We use autoencoders to learn compact representations of high-dimensional data (e.g., gene expression) in an unsupervised way. The latent embeddings can then be used for visualization, clustering, denoising, or as features for downstream prediction models.
class Autoencoder(nn.Module):
def __init__(self, input_dim, hidden_dim1=4096, hidden_dim2=1024, latent_dim=512):
super().__init__()
self.encoder = nn.Sequential(
nn.Linear(input_dim, hidden_dim1),
nn.ReLU(),
nn.Linear(hidden_dim1, hidden_dim2),
nn.ReLU(),
nn.Linear(hidden_dim2, latent_dim),
)
self.decoder = nn.Sequential(
nn.Linear(latent_dim, hidden_dim2),
nn.ReLU(),
nn.Linear(hidden_dim2, hidden_dim1),
nn.ReLU(),
nn.Linear(hidden_dim1, input_dim),
)
def forward(self, x):
z = self.encoder(x)
x_hat = self.decoder(z)
return x_hat, z
In this case, our loss is the Mean Squared Error (MSE). MSE is used when the model is predicting continuous-valued outputs, because it penalizes how far each predicted value is from the target value. In an autoencoder, the target is the original input vector itself (e.g., gene expression levels), so the decoder is doing regression of continuous features rather than predicting discrete class labels.
device = torch.device("cuda")
print("Device:", device)
model = Autoencoder(input_dim=input_dim).to(device)
criterion = nn.MSELoss()
optimizer = torch.optim.Adam(model.parameters(), lr=1e-3)
print(model)
5) Training loop#
Exercise 2: Please write the training loop method run_epoch(). You can have a look at previous examples. The method should set the model to training mode, load the data and labels to the GPU, set your optimizer, calculate the loss, do backtracking and make a step with the optimizer. Also check which input parameters are using in the loop below.
num_epochs = 20
train_losses = []
val_losses = []
for epoch in range(1, num_epochs + 1):
tr_loss = run_epoch(model, train_loader, criterion, optimizer=optimizer, device=device)
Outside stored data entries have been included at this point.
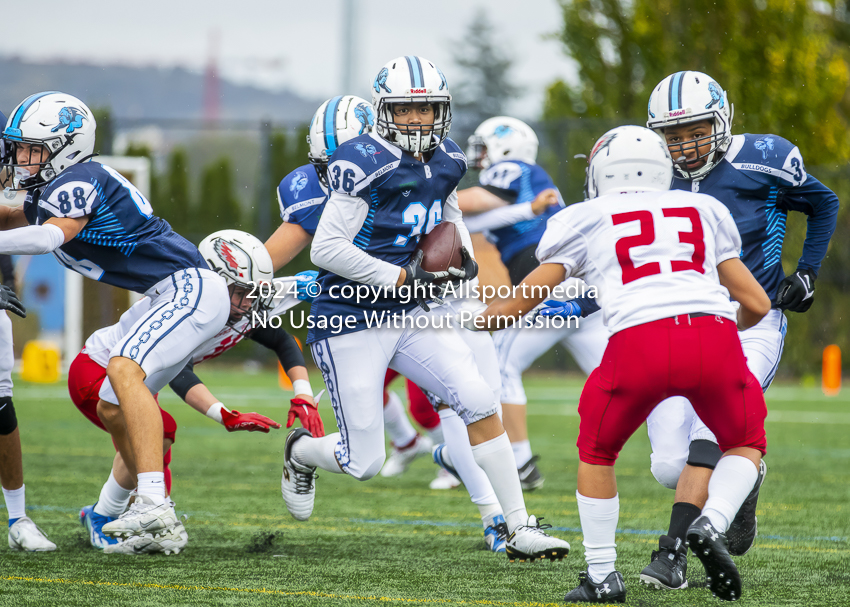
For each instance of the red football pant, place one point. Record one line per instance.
(698, 358)
(421, 409)
(84, 380)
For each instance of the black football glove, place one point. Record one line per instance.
(469, 269)
(420, 280)
(796, 292)
(9, 301)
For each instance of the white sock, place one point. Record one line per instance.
(497, 460)
(489, 512)
(152, 485)
(318, 452)
(113, 498)
(730, 484)
(16, 502)
(598, 525)
(460, 458)
(396, 424)
(522, 452)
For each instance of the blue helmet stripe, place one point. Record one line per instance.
(331, 141)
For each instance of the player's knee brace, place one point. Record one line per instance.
(704, 454)
(8, 419)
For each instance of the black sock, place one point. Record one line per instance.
(682, 516)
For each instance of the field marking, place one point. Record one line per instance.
(321, 595)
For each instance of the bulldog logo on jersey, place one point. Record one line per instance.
(367, 151)
(298, 183)
(764, 145)
(365, 115)
(70, 119)
(381, 81)
(236, 259)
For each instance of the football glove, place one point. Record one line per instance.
(9, 301)
(796, 292)
(307, 287)
(420, 280)
(469, 269)
(252, 422)
(308, 415)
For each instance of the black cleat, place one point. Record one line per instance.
(669, 565)
(610, 590)
(529, 475)
(710, 547)
(744, 528)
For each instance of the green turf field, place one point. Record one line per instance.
(393, 541)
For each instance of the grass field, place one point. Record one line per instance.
(393, 541)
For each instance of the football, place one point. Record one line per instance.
(441, 247)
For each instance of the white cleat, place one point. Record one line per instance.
(169, 541)
(444, 480)
(530, 542)
(25, 535)
(143, 517)
(298, 482)
(400, 459)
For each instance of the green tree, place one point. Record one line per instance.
(218, 208)
(484, 87)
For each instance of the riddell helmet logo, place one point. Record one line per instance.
(231, 255)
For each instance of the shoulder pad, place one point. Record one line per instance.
(768, 159)
(360, 161)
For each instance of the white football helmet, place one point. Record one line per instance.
(336, 121)
(61, 123)
(412, 79)
(686, 97)
(628, 159)
(502, 138)
(244, 262)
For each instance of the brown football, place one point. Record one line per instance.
(441, 247)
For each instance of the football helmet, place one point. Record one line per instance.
(244, 263)
(336, 121)
(628, 159)
(412, 79)
(686, 97)
(60, 124)
(502, 138)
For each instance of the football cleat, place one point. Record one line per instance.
(710, 547)
(744, 528)
(94, 522)
(444, 480)
(496, 535)
(529, 475)
(610, 590)
(25, 535)
(530, 542)
(297, 484)
(669, 565)
(400, 459)
(143, 517)
(170, 540)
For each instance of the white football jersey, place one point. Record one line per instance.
(651, 255)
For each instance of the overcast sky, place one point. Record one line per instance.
(296, 45)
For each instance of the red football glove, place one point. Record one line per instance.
(252, 422)
(308, 415)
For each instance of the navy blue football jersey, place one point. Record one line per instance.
(123, 244)
(517, 182)
(302, 198)
(760, 179)
(406, 199)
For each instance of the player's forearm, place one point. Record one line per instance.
(32, 240)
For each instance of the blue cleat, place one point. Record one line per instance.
(94, 523)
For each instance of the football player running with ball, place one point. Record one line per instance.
(387, 189)
(759, 178)
(667, 262)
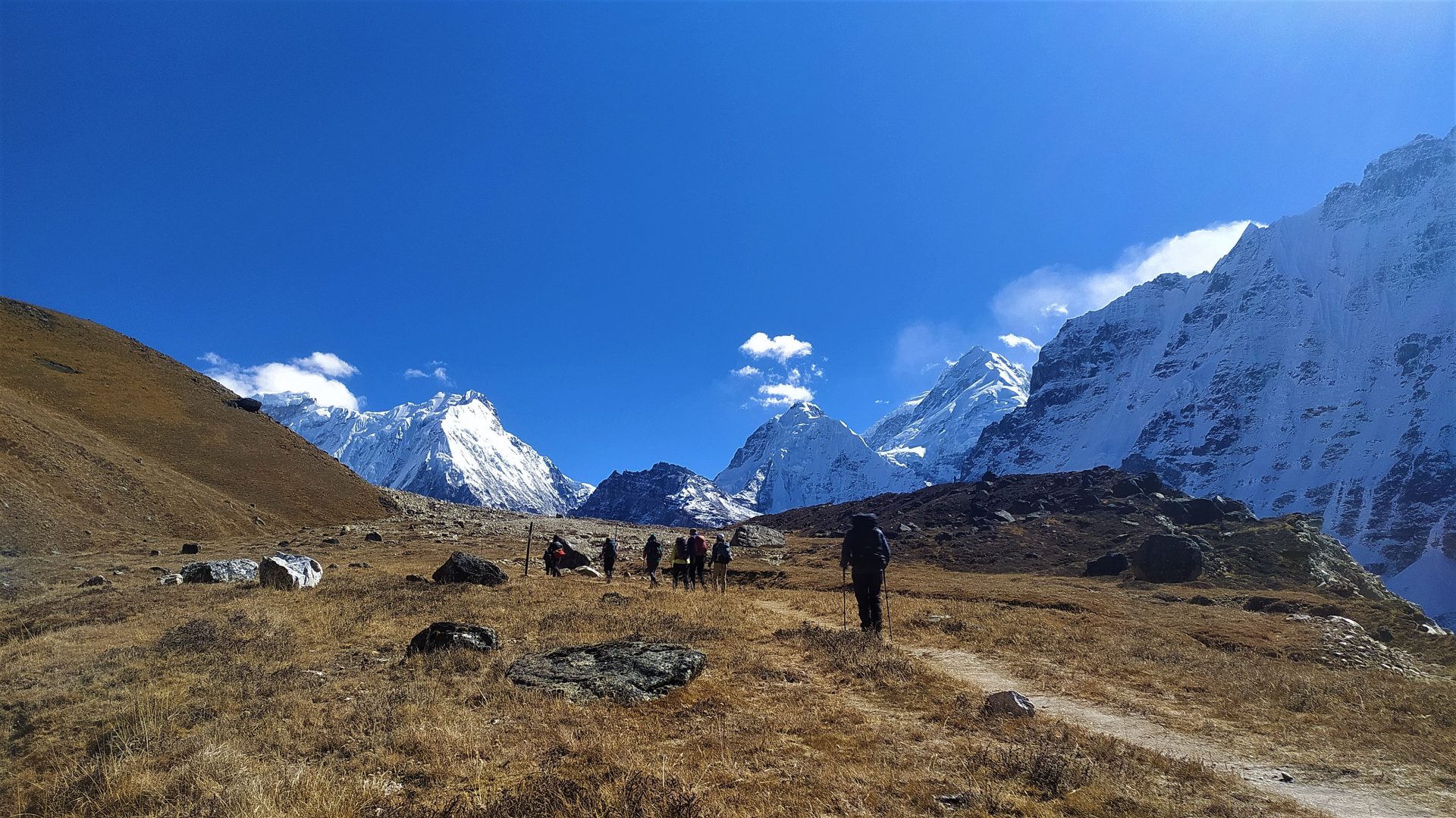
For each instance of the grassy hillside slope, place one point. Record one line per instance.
(104, 437)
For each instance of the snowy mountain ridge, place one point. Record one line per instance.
(805, 457)
(664, 495)
(1312, 368)
(450, 447)
(932, 431)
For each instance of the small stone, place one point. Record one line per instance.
(444, 635)
(756, 537)
(289, 572)
(220, 571)
(469, 568)
(1008, 704)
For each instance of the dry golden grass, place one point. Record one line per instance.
(1248, 680)
(139, 699)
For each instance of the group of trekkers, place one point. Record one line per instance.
(691, 561)
(865, 555)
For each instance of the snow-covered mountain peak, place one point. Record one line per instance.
(932, 431)
(805, 457)
(452, 447)
(664, 495)
(1312, 368)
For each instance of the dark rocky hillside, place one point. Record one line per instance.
(1059, 523)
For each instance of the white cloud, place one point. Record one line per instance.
(924, 345)
(302, 375)
(780, 384)
(1040, 302)
(781, 346)
(437, 371)
(783, 395)
(1014, 341)
(328, 364)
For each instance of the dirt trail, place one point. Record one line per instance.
(1340, 801)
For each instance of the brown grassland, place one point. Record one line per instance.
(137, 699)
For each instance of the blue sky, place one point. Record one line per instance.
(585, 210)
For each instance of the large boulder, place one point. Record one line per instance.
(1107, 565)
(756, 537)
(220, 571)
(469, 568)
(289, 572)
(1169, 558)
(623, 672)
(444, 635)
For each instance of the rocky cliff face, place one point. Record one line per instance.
(450, 447)
(932, 431)
(805, 457)
(1313, 370)
(664, 495)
va_loss = run_epoch(model, val_loader, criterion, optimizer=None, device=device)
train_losses.append(tr_loss)
val_losses.append(va_loss)
if epoch == 1 or epoch % 10 == 0 or epoch == num_epochs:
print(f"Epoch {epoch:03d}/{num_epochs} | train_loss={tr_loss:.4f} | val_loss={va_loss:.4f}")
6) Plot reconstruction loss#
Exercise 3: Make a graph about the training and validation loss over the epochs.
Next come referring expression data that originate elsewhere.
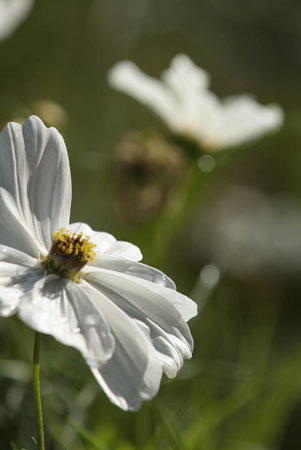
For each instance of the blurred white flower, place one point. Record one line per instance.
(184, 102)
(126, 318)
(12, 13)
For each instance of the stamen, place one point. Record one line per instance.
(69, 253)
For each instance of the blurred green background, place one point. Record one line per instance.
(235, 247)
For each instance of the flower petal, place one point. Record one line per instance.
(106, 244)
(18, 273)
(153, 311)
(12, 13)
(34, 170)
(64, 310)
(159, 282)
(128, 78)
(133, 374)
(244, 119)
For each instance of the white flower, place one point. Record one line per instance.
(126, 318)
(12, 13)
(184, 102)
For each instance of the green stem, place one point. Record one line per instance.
(37, 393)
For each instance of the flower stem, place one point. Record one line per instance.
(37, 393)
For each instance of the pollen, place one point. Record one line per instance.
(69, 253)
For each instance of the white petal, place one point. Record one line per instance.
(106, 244)
(18, 273)
(183, 100)
(136, 269)
(133, 374)
(12, 13)
(159, 282)
(128, 78)
(244, 119)
(14, 231)
(34, 170)
(152, 310)
(64, 310)
(183, 74)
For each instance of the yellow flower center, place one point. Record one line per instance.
(69, 253)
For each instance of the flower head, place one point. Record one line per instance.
(12, 13)
(83, 287)
(184, 102)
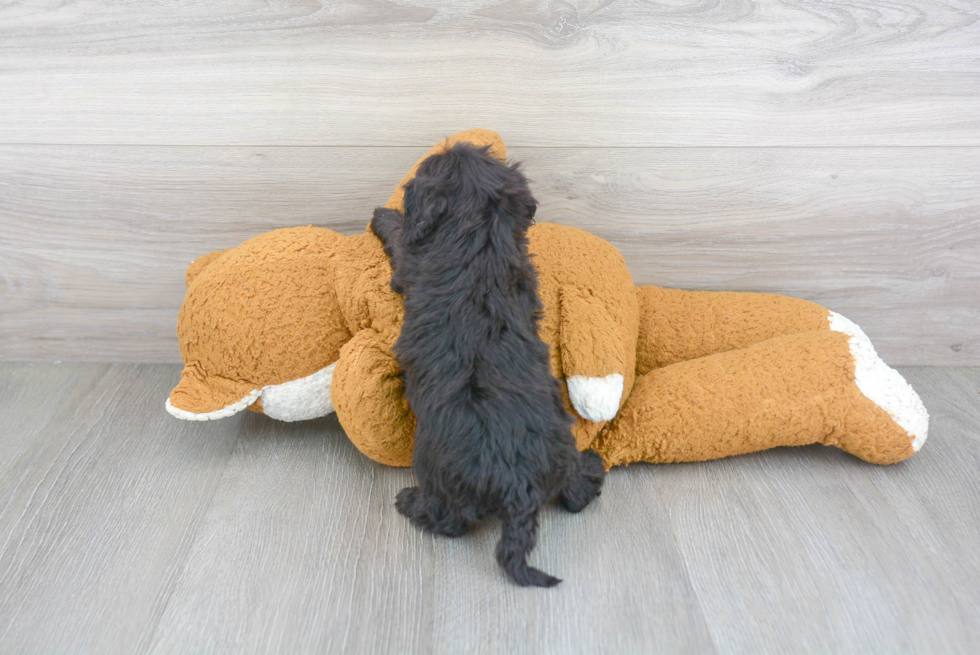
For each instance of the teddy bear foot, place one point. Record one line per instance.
(596, 399)
(200, 398)
(893, 423)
7) Extract latent space + PCA visualization#
We encode samples into a latent vector z (e.g. 512 dims),
then project to 2D with PCA for visualization.
@torch.no_grad()
def get_latent(model, X_scaled, device="cpu", batch_size=512):
model.eval()
zs = []
loader = DataLoader(torch.tensor(X_scaled, dtype=torch.float32),
batch_size=batch_size, shuffle=False)
for xb in loader:
xb = xb.to(device)
_, z = model(xb)
zs.append(z.cpu())
return torch.cat(zs, dim=0).numpy()
Z_test = get_latent(model, X_test_s, device=device)
print("Z_train shape:", Z_test.shape)
Exercise 4: Plot a PCA of the laten features of the model. Color data points by cancer type.
Exercise 5: Plot a UMAP of the laten features of the model. Color data points by cancer type.